Let’s Recap: In Shallow Hal, he can’t see inner beauty because his fathers dying words to him and what gives life meaning was: “Hot young tail.” So, Hal listened. The slightest physical imperfection disgusted him but after Tony Robbins hypnotized Hal in an elevator, he sees his budding romance with the 300 pound Rosemary as the manifestation of her inner beauty.
It turns out everyone might have a “type” — and if you find someone very attractive — your “type” is rooted in your individual, personal experience, according to research published in the journal Current Biology.
The study, which was conducted on identical twins, was designed to illuminate where people’s disagreements over attractiveness come from. By analyzing the preferences of over 35,000 volunteers who visited their “Rate My Face” website, (TestMyBrain.orgTestMyBrain.org), researchers developed a “highly efficient and effective test of the uniqueness of an individual’s face preferences.” The research team then used that test to analyze the preferences of 547 pairs of identical twins and 214 pairs of same-sex, non-identical twins by having them rate the attractiveness of 200 faces.
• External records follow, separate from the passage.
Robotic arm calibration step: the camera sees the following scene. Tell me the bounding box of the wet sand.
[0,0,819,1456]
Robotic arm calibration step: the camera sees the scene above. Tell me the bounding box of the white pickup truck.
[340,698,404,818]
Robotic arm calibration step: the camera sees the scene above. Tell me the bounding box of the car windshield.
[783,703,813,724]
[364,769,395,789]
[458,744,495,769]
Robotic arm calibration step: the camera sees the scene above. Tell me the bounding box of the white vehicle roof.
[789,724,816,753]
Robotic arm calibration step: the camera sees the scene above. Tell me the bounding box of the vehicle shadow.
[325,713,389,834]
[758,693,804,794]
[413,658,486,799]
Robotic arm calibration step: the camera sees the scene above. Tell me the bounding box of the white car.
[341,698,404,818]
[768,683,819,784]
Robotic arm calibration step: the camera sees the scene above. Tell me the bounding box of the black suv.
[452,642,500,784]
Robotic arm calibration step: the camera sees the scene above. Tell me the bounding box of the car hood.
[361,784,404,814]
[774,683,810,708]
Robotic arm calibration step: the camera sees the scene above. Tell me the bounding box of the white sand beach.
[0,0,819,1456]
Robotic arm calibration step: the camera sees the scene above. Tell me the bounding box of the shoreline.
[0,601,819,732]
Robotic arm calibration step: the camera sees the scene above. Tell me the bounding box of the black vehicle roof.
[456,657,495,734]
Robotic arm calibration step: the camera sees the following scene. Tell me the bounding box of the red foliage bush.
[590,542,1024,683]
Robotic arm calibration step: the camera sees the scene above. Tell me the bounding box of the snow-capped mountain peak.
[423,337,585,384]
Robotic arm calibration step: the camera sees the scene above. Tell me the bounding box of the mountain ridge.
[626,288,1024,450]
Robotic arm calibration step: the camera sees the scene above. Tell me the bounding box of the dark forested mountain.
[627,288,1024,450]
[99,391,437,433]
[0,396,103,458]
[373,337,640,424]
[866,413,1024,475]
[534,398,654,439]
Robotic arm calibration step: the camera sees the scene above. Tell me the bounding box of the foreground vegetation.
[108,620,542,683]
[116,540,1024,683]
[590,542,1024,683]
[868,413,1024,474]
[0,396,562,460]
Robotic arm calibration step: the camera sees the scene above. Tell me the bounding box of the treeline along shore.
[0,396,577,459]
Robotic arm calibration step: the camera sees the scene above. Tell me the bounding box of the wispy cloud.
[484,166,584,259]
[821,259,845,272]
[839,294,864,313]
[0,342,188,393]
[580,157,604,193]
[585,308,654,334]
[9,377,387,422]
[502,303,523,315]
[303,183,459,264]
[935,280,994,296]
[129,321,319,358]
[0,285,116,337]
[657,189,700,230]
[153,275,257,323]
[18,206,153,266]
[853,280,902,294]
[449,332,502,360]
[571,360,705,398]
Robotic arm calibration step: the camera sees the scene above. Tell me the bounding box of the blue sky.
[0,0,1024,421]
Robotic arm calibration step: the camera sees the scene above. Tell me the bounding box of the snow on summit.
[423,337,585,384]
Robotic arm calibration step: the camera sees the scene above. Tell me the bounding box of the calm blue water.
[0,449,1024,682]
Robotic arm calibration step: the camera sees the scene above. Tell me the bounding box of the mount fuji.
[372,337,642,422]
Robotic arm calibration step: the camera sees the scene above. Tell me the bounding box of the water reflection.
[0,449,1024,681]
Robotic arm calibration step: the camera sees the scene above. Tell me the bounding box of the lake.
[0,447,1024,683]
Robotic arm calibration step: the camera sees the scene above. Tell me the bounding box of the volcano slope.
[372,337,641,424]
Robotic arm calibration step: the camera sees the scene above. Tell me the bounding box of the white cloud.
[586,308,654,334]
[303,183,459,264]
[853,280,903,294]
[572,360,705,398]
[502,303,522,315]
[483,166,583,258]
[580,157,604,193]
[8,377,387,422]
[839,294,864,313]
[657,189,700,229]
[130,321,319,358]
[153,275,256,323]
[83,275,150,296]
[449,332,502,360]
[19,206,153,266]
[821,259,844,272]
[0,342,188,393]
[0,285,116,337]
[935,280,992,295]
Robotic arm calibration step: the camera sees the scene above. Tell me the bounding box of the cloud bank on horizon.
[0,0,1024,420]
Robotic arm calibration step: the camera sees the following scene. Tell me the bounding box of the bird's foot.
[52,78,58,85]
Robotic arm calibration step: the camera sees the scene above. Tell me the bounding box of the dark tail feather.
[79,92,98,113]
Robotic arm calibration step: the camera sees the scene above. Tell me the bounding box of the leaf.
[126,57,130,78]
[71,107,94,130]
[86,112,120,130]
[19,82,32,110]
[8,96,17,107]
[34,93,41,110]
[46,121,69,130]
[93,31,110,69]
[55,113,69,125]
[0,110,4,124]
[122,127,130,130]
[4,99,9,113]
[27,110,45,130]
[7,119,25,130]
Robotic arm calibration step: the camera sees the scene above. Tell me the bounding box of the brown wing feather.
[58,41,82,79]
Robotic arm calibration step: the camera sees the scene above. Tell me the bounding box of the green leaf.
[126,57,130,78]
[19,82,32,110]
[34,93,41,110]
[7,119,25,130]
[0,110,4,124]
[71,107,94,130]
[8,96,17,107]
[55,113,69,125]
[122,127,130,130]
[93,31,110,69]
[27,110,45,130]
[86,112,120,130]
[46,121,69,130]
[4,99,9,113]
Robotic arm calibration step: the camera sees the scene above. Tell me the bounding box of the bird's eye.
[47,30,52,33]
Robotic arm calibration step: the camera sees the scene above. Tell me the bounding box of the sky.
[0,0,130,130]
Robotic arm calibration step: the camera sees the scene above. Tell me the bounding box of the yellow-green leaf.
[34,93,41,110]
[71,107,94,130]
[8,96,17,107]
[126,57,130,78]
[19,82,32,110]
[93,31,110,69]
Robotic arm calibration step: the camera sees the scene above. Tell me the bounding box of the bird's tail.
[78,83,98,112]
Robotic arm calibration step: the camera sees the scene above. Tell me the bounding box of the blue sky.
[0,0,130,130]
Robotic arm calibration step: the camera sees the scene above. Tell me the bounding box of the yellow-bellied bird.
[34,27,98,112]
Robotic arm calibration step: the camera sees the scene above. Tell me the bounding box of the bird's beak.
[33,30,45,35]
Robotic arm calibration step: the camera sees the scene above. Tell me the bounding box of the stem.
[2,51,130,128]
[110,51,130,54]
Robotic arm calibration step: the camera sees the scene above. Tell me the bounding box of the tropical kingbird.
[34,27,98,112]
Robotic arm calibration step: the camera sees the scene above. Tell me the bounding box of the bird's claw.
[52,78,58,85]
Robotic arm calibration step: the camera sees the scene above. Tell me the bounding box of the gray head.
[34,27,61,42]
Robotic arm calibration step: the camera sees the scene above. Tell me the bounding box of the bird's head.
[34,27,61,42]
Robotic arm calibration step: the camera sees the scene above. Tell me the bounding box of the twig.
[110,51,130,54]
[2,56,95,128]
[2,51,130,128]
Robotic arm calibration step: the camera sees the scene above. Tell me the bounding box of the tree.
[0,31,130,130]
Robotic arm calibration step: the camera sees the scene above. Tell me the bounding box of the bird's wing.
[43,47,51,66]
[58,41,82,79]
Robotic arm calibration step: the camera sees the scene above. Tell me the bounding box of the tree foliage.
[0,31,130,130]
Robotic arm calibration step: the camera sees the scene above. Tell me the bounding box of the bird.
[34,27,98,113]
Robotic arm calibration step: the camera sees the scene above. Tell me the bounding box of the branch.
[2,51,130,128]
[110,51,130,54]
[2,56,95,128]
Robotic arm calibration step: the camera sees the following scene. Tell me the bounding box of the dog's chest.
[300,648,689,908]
This way, the researchers could see the relative contribution of genes and environments on face preference, since past research has shown personalities, interests, and abilities are passed down from generations of twins and families in general.
Turns out the “eye of the beholder” is based on experiences, not genes. And, as you can imagine, these experiences are specific to each individual, down to the tiniest detail.
“The types of environments that are important are not those that are shared by those who grow up in the same family, but are much more subtle and individual, potentially including things such as one’s unique, highly personal experiences with friends or peers, as well as social and popular media”.
Naturally, some aspects of attractiveness (i.e. symmetrical facial structure) are universal, and maybe even coded in our genes, the researchers say. People’s aesthetic preferences (face-wise) agree about 50 percent of the time. But for that other 50 percent, what’s attractive is based on personal experience.
That means the girl or guy you see every day on your morning commute, the leading lady in your favorite sitcom, and your first crush all have an influence on the type of woman or man you find attractive—even if your friends don’t get the attraction.
When attraction, or romantic passion, comes into play, we often lose our ability to think rationally — at least when it comes to the object of our attraction. The old saying “love is blind” is really accurate in this stage. We are often oblivious to any flaws our partner might have. We idealize them and can’t get them off our minds.
Dont be shallow and most of all enjoy the journey!